Most people are familiar with the
TJX data breach, in which 45 million credit card numbers were stolen. TJX recently agreed to pay $9.75 million to 41 states to settle an investigation of the massive data breach. According to
some reports, TJX has spent up to $256 million attempting to fix the problem that led to the breach.
It’s been said repeatedly that the criminal hackers responsible for the breach were sitting in a car outside a store when they stumbled across a vulnerable, unprotected wireless network using a laptop, a telescope antenna, and an 802.11 wireless LAN adapter.
This process is called “Wardriving.”
WiFi is everywhere. Whether you travel for business or simply need Internet access while out and about, your options are plentiful. You can sign on at airports, hotels, coffee shops, fast food restaurants, and now, airplanes. What are your risk factors when
accessing wireless? There are plenty. WiFi wasn’t born to be secure. It was born to be convenient. As more sensitive data has been wirelessly transmitted over the years, the need for security has evolved. Today, with criminal hackers as sophisticated as they
ever have been, wireless communications are at an even higher risk.
When setting up a wireless router, there are two different security techniques you can use. WiFi Protected Access is a certification program that was created in response to several serious weaknesses researchers had found in the previous system, Wired Equivalent
Privacy. Wired Equivalent Privacy was introduced in 1997 and is the original form of wireless network security. Wireless networks broadcast messages using radio and are thus more susceptible to eavesdropping than wired networks.
It’s one thing to access your own wireless connection from your home or office. It entirely another story when accessing someone else’s unprotected network. Setting up a secure WiFi connection will protect the data on your network, for the most part, but
if you’re on someone else’s network, secured or unsecured, your data is at risk. Anyone using an open network risks exposing their data. There are many ways to see who’s connected on a wireless connection, and gain access to their data.
There are a few things you should do to protect yourself while using wireless. Be smart about what kind of data you transmit on a public wireless connection. There’s no need to make critical transactions while sipping that macchiato.

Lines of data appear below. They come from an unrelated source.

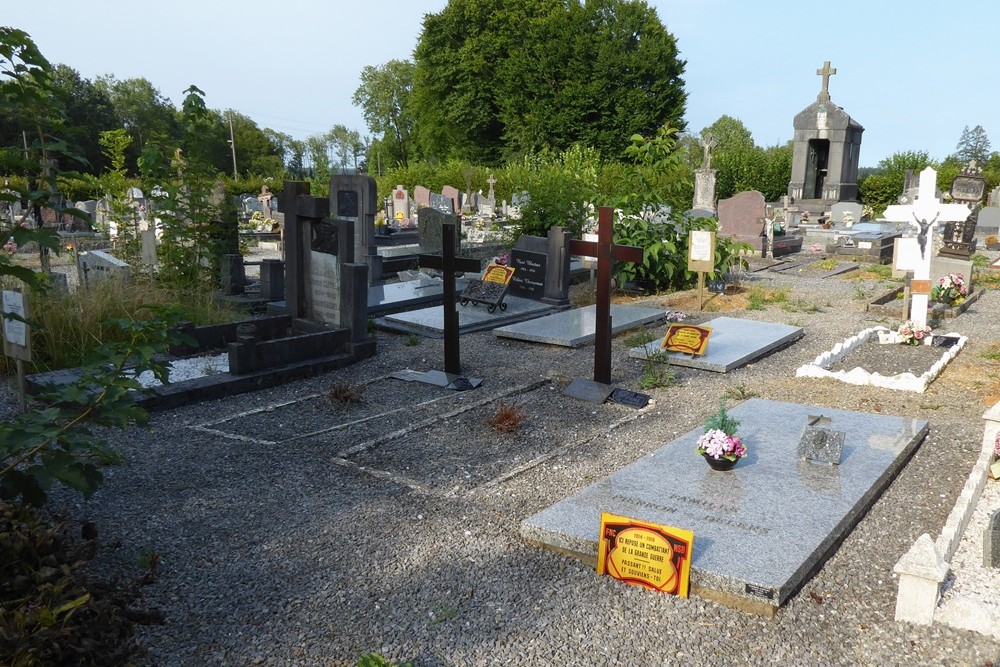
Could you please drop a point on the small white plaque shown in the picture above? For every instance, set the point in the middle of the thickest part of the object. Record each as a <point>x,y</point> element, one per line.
<point>701,246</point>
<point>907,256</point>
<point>15,332</point>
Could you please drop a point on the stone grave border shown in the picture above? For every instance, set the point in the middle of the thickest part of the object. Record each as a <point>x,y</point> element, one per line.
<point>342,459</point>
<point>890,305</point>
<point>859,376</point>
<point>924,567</point>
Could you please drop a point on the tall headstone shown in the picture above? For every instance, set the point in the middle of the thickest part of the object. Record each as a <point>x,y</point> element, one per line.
<point>704,177</point>
<point>353,198</point>
<point>401,205</point>
<point>826,150</point>
<point>421,197</point>
<point>453,194</point>
<point>924,213</point>
<point>429,230</point>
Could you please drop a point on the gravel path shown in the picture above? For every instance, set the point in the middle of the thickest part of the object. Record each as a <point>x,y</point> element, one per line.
<point>291,550</point>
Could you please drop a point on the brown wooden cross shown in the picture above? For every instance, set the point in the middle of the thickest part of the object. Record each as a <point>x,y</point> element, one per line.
<point>448,264</point>
<point>606,253</point>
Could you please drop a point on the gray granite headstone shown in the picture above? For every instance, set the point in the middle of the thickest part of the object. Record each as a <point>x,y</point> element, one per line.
<point>820,443</point>
<point>429,222</point>
<point>991,541</point>
<point>732,344</point>
<point>989,220</point>
<point>760,529</point>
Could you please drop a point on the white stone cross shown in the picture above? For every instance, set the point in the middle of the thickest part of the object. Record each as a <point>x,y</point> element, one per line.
<point>924,213</point>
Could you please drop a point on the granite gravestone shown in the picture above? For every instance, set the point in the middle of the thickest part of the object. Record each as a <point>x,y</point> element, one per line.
<point>429,230</point>
<point>352,199</point>
<point>453,194</point>
<point>421,197</point>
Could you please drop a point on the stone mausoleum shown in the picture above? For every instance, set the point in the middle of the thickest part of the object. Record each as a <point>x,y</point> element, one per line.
<point>826,151</point>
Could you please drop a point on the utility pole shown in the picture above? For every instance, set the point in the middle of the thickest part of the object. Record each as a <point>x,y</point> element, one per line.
<point>232,146</point>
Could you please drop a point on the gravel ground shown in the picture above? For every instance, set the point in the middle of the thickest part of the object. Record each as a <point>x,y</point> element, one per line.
<point>312,546</point>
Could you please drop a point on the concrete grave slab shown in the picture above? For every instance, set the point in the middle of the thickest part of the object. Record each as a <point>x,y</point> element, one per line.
<point>760,530</point>
<point>430,321</point>
<point>577,327</point>
<point>733,343</point>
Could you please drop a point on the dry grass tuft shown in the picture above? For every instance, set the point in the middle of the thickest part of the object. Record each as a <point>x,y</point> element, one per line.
<point>507,418</point>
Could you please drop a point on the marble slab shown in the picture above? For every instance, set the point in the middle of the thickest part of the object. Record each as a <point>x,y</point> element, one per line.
<point>430,321</point>
<point>760,530</point>
<point>577,327</point>
<point>733,343</point>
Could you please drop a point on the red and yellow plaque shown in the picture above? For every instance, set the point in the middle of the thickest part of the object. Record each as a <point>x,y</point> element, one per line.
<point>646,554</point>
<point>686,338</point>
<point>498,273</point>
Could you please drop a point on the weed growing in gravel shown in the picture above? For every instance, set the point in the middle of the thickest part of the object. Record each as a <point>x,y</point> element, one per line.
<point>658,373</point>
<point>992,352</point>
<point>740,392</point>
<point>507,418</point>
<point>375,660</point>
<point>758,297</point>
<point>344,393</point>
<point>639,338</point>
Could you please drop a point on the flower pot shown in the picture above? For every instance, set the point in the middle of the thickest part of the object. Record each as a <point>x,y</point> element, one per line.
<point>719,464</point>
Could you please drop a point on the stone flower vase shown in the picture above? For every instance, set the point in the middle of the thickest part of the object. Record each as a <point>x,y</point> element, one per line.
<point>720,464</point>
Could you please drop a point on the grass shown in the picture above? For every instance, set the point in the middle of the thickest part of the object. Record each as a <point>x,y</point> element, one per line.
<point>992,352</point>
<point>758,297</point>
<point>639,338</point>
<point>507,418</point>
<point>344,393</point>
<point>69,327</point>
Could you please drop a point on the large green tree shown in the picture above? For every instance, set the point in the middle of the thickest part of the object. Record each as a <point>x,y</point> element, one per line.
<point>496,79</point>
<point>384,97</point>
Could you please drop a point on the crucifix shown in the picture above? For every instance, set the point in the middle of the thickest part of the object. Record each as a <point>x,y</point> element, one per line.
<point>826,72</point>
<point>448,264</point>
<point>606,253</point>
<point>924,213</point>
<point>707,142</point>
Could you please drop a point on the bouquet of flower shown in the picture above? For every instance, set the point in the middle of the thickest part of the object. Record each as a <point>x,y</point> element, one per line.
<point>950,290</point>
<point>719,440</point>
<point>911,334</point>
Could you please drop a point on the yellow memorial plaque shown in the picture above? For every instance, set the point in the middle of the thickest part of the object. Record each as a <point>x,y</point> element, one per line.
<point>686,338</point>
<point>646,554</point>
<point>498,273</point>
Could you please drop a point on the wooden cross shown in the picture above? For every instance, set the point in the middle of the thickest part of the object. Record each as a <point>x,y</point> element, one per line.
<point>826,72</point>
<point>926,211</point>
<point>447,263</point>
<point>707,142</point>
<point>606,252</point>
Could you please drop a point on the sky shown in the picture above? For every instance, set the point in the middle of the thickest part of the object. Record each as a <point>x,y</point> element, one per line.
<point>913,73</point>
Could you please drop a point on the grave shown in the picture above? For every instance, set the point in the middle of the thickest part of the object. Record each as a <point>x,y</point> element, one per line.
<point>577,327</point>
<point>732,344</point>
<point>97,265</point>
<point>756,542</point>
<point>741,217</point>
<point>352,198</point>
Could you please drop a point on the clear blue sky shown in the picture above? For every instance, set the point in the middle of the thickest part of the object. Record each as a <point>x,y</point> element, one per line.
<point>914,74</point>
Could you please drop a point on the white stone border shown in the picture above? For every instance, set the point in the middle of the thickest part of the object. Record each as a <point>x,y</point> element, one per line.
<point>859,376</point>
<point>922,569</point>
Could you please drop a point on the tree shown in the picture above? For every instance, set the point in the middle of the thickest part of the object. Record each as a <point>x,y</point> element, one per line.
<point>495,79</point>
<point>384,97</point>
<point>973,145</point>
<point>347,144</point>
<point>142,111</point>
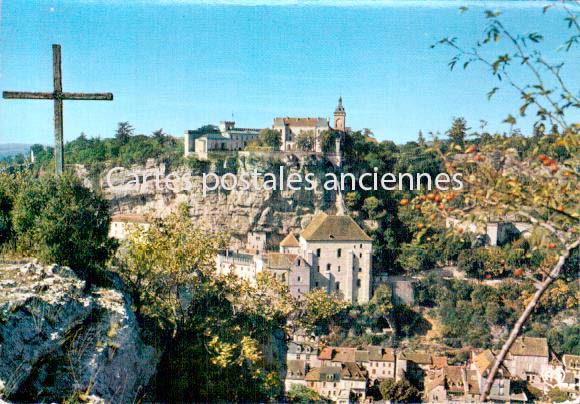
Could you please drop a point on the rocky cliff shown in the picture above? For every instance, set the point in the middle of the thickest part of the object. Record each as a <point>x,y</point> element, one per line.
<point>58,340</point>
<point>142,190</point>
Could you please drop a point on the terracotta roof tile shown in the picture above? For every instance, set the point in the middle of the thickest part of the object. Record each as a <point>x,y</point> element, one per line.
<point>290,241</point>
<point>528,346</point>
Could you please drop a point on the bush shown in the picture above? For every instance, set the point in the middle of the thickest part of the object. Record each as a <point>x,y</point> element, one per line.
<point>58,220</point>
<point>400,392</point>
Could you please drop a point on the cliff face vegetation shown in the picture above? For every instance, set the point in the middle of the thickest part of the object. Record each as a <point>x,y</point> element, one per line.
<point>58,340</point>
<point>236,211</point>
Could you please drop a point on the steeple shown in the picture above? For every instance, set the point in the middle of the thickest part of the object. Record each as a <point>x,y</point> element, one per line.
<point>340,117</point>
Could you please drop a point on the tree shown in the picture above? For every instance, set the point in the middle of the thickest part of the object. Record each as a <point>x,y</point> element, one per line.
<point>458,131</point>
<point>543,88</point>
<point>271,138</point>
<point>9,184</point>
<point>317,310</point>
<point>379,308</point>
<point>124,132</point>
<point>58,219</point>
<point>421,139</point>
<point>212,327</point>
<point>541,190</point>
<point>372,205</point>
<point>305,140</point>
<point>352,200</point>
<point>557,396</point>
<point>302,394</point>
<point>327,139</point>
<point>159,136</point>
<point>401,391</point>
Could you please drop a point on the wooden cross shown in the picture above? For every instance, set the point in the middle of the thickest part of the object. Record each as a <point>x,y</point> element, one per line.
<point>58,96</point>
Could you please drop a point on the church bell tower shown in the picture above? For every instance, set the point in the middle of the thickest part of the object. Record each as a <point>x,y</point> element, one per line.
<point>340,117</point>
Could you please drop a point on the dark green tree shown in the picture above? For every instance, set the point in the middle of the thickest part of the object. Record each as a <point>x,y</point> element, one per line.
<point>458,131</point>
<point>271,138</point>
<point>399,392</point>
<point>124,132</point>
<point>59,220</point>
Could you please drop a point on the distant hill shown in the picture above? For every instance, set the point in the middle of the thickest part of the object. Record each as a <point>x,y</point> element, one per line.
<point>12,149</point>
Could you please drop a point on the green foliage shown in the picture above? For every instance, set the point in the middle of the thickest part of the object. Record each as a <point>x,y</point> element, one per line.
<point>399,391</point>
<point>124,149</point>
<point>318,310</point>
<point>417,257</point>
<point>9,185</point>
<point>458,131</point>
<point>124,132</point>
<point>372,206</point>
<point>565,339</point>
<point>557,396</point>
<point>57,219</point>
<point>302,394</point>
<point>197,166</point>
<point>212,327</point>
<point>305,141</point>
<point>271,138</point>
<point>327,141</point>
<point>468,311</point>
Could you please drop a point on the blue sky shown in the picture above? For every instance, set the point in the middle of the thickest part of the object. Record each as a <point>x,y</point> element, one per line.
<point>179,64</point>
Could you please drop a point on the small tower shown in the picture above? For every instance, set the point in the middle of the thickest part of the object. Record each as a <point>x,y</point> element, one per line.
<point>340,117</point>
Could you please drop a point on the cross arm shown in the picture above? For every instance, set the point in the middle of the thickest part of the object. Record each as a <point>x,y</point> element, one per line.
<point>88,96</point>
<point>25,95</point>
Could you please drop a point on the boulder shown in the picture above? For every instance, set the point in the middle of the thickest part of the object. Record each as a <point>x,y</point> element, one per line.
<point>58,340</point>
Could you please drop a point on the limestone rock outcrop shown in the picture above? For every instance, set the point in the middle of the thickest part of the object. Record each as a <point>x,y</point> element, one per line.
<point>142,190</point>
<point>58,340</point>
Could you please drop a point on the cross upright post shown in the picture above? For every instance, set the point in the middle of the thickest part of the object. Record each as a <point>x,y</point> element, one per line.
<point>58,96</point>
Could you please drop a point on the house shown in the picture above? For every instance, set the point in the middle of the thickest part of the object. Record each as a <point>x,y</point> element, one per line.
<point>304,351</point>
<point>296,371</point>
<point>332,253</point>
<point>526,358</point>
<point>418,364</point>
<point>382,364</point>
<point>501,389</point>
<point>342,384</point>
<point>451,384</point>
<point>228,138</point>
<point>291,128</point>
<point>563,375</point>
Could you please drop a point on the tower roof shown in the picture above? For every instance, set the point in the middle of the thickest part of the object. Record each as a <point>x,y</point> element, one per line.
<point>290,241</point>
<point>339,107</point>
<point>333,228</point>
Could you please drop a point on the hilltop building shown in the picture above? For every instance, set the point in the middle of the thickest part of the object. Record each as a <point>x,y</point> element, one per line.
<point>332,253</point>
<point>228,137</point>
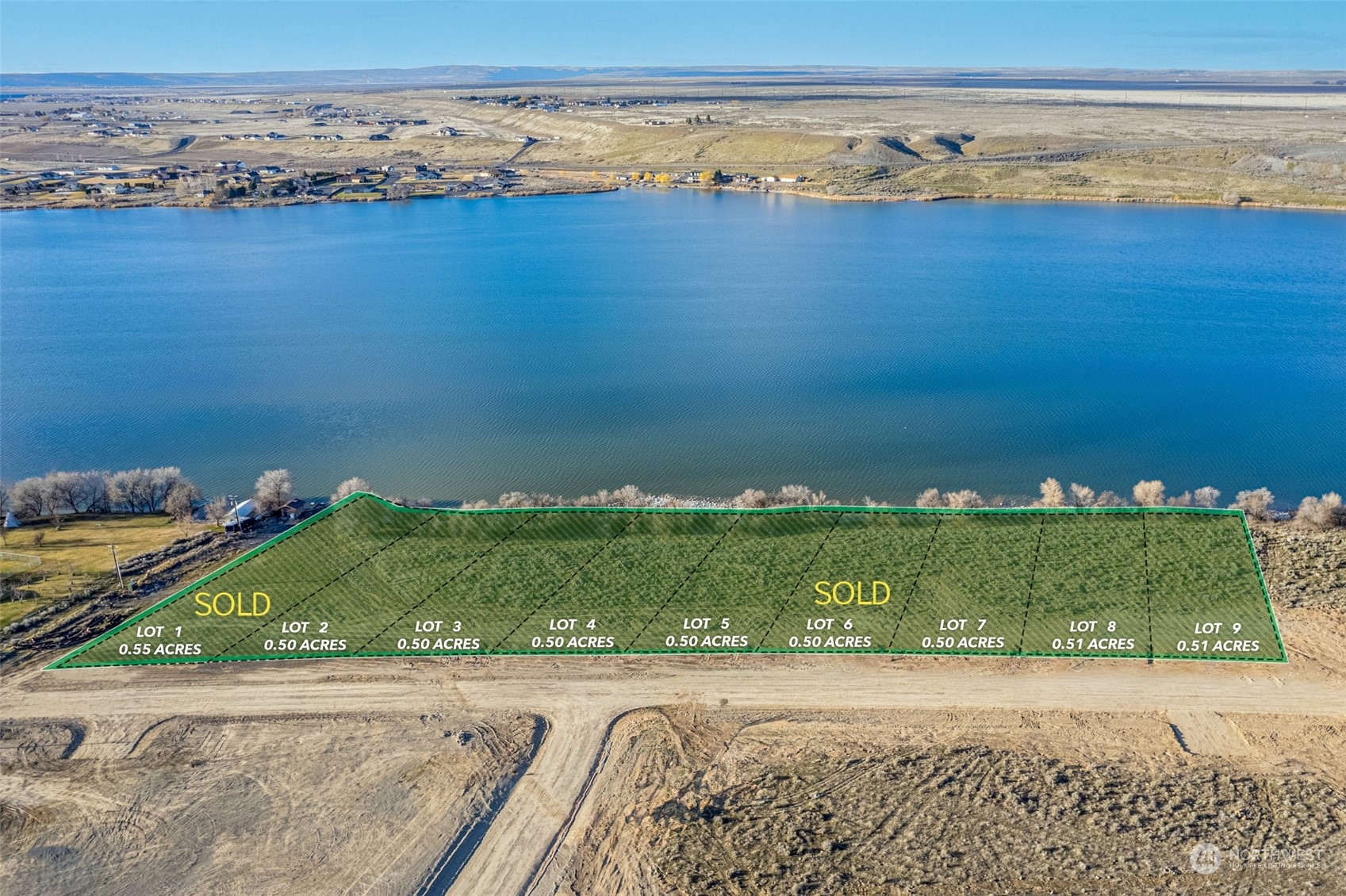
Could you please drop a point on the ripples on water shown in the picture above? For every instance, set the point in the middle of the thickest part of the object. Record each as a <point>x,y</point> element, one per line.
<point>680,341</point>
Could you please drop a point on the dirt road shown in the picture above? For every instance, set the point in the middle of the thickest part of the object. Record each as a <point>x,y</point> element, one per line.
<point>581,699</point>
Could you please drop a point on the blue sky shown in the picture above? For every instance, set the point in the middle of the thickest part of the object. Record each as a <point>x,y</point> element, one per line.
<point>228,35</point>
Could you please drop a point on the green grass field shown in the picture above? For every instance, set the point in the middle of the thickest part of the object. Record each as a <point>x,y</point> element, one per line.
<point>370,579</point>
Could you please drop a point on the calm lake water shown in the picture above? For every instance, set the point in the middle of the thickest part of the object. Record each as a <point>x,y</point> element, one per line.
<point>681,341</point>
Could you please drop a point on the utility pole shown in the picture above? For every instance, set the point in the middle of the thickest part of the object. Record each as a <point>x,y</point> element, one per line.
<point>116,563</point>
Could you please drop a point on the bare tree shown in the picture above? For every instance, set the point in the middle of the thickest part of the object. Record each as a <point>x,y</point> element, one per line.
<point>29,496</point>
<point>181,502</point>
<point>349,488</point>
<point>162,481</point>
<point>275,490</point>
<point>930,498</point>
<point>1206,496</point>
<point>1255,502</point>
<point>132,490</point>
<point>1081,496</point>
<point>1149,492</point>
<point>965,498</point>
<point>218,510</point>
<point>1321,513</point>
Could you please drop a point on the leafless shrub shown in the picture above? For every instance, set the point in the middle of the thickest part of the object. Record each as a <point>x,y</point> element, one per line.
<point>963,500</point>
<point>527,500</point>
<point>275,490</point>
<point>1206,496</point>
<point>1149,492</point>
<point>1321,513</point>
<point>1255,502</point>
<point>1052,494</point>
<point>349,488</point>
<point>631,496</point>
<point>751,500</point>
<point>930,498</point>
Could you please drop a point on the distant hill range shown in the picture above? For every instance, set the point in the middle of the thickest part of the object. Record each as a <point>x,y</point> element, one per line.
<point>502,75</point>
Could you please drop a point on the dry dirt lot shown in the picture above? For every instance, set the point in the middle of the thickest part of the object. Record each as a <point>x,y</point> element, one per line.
<point>316,803</point>
<point>688,775</point>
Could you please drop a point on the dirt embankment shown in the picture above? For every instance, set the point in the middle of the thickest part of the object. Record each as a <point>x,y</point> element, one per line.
<point>937,802</point>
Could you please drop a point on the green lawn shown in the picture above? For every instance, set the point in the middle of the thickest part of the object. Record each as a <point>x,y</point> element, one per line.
<point>370,579</point>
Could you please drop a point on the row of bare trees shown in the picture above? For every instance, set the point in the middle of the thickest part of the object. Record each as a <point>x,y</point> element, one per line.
<point>98,492</point>
<point>1257,504</point>
<point>635,496</point>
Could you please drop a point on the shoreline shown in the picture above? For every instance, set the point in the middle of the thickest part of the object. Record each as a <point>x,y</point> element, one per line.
<point>608,187</point>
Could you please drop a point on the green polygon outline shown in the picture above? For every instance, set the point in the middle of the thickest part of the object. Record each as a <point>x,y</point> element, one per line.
<point>63,662</point>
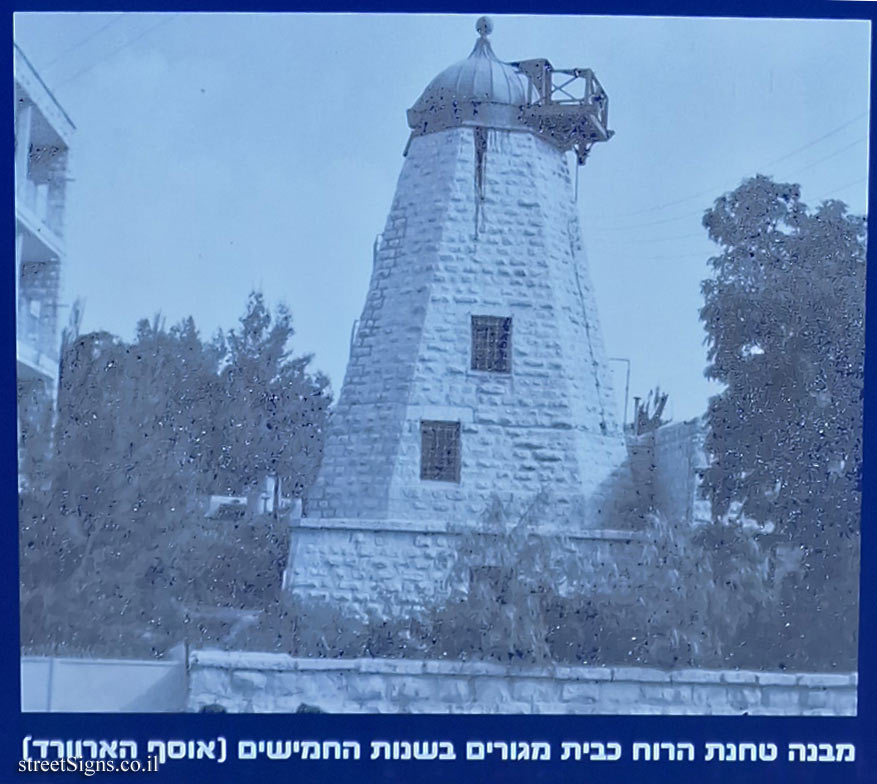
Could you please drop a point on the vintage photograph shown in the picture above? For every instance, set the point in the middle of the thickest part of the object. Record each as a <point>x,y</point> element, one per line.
<point>440,363</point>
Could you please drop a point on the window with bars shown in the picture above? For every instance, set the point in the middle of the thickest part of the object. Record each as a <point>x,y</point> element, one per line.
<point>492,343</point>
<point>440,451</point>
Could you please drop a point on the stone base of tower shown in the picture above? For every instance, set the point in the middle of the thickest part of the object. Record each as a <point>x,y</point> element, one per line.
<point>390,569</point>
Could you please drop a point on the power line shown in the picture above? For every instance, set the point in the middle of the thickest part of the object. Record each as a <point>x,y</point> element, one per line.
<point>119,49</point>
<point>697,213</point>
<point>844,187</point>
<point>698,195</point>
<point>84,41</point>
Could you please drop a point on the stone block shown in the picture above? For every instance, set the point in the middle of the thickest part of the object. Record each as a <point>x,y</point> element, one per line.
<point>817,680</point>
<point>580,693</point>
<point>248,680</point>
<point>782,698</point>
<point>776,678</point>
<point>646,674</point>
<point>739,676</point>
<point>490,693</point>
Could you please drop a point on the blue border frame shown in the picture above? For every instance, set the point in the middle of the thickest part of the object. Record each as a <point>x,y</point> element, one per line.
<point>861,730</point>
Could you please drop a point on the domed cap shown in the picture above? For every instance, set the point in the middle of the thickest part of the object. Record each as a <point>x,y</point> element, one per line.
<point>480,90</point>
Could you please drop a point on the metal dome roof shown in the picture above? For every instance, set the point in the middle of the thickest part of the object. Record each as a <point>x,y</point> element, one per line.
<point>482,76</point>
<point>480,90</point>
<point>571,113</point>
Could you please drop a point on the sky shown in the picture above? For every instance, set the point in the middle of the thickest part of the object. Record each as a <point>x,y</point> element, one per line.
<point>220,153</point>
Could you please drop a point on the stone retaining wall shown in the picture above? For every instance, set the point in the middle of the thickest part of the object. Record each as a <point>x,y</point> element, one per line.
<point>277,683</point>
<point>391,568</point>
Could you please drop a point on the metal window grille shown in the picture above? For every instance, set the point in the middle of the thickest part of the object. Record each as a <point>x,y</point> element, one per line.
<point>440,451</point>
<point>492,344</point>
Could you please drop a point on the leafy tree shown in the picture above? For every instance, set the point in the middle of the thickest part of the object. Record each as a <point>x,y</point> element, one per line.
<point>103,558</point>
<point>784,315</point>
<point>270,410</point>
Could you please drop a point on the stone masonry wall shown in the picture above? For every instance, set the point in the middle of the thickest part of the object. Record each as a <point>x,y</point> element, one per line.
<point>395,568</point>
<point>277,683</point>
<point>447,254</point>
<point>666,465</point>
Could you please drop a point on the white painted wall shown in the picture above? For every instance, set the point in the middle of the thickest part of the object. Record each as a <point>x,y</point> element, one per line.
<point>50,684</point>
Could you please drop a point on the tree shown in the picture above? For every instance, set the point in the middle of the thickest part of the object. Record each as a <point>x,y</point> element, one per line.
<point>784,316</point>
<point>105,556</point>
<point>270,411</point>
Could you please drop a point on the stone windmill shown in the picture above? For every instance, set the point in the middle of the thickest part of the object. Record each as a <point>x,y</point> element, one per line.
<point>477,370</point>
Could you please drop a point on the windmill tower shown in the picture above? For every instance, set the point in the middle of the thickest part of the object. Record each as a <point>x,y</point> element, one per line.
<point>477,369</point>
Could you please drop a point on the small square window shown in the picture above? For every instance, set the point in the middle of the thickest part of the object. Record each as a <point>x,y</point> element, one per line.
<point>492,343</point>
<point>440,451</point>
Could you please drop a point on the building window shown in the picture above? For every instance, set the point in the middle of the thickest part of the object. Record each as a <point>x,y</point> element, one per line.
<point>492,344</point>
<point>440,451</point>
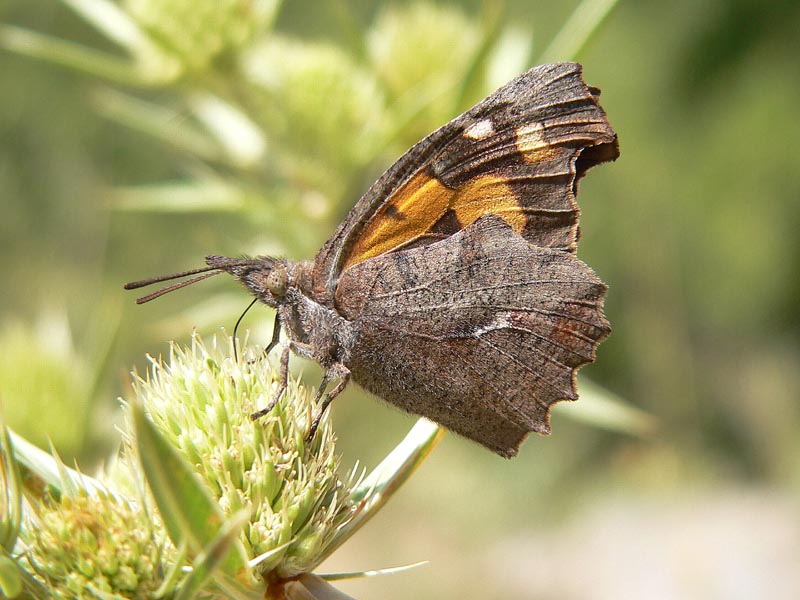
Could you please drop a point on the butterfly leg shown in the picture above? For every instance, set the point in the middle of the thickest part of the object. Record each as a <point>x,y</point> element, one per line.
<point>276,338</point>
<point>336,370</point>
<point>283,378</point>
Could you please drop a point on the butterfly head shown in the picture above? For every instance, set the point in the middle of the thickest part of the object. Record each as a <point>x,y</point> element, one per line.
<point>268,279</point>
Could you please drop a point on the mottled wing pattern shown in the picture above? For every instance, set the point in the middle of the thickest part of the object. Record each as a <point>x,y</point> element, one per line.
<point>481,332</point>
<point>517,155</point>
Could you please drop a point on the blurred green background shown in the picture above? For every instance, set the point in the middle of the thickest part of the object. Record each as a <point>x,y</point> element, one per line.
<point>245,127</point>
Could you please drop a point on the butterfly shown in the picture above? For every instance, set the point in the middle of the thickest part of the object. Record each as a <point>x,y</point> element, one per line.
<point>452,289</point>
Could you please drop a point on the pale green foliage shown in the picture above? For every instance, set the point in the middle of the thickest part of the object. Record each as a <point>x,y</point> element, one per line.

Don’t store critical data on a device used outside the secure network. I have a laptop and an iPhone. If they are hacked, there’s nothing on either device that would compromise me.
Install Hotspot Shield. A free ad supported program, Hotspot Shield protects your entire web surfing session by securing your connection, whether you’re at home or in public, using wired or wireless Internet. Hotspot
Shield does this by ensuring that all web transactions are secured through HTTPS. They also offer an iPhone application. There are fee based programs, including
HotSpotVPN, which can create a secure “tunnel” between a computer and the site’s server.
Turn off WiFi and blue tooth on your laptop or cell phone when you’re not using them. An unattended device emitting wireless signals is very appealing to a criminal hacker.
Beware of free WiFi connections. Anywhere you see a broadcast for “Free WiFi,” consider it a red flag. It’s likely that free WiFi is meant to act as bait.
Beware of evil twins. These are connections that appear legitimate but are actually traps set to snare anyone who connects.
Keep your antivirus and operating system updated. Make sure your anti-virus is automatically updated and your operating systems critical security patches are up to date.
Invest in Identity Protection. Because when all else fails you’ll have someone watching your back.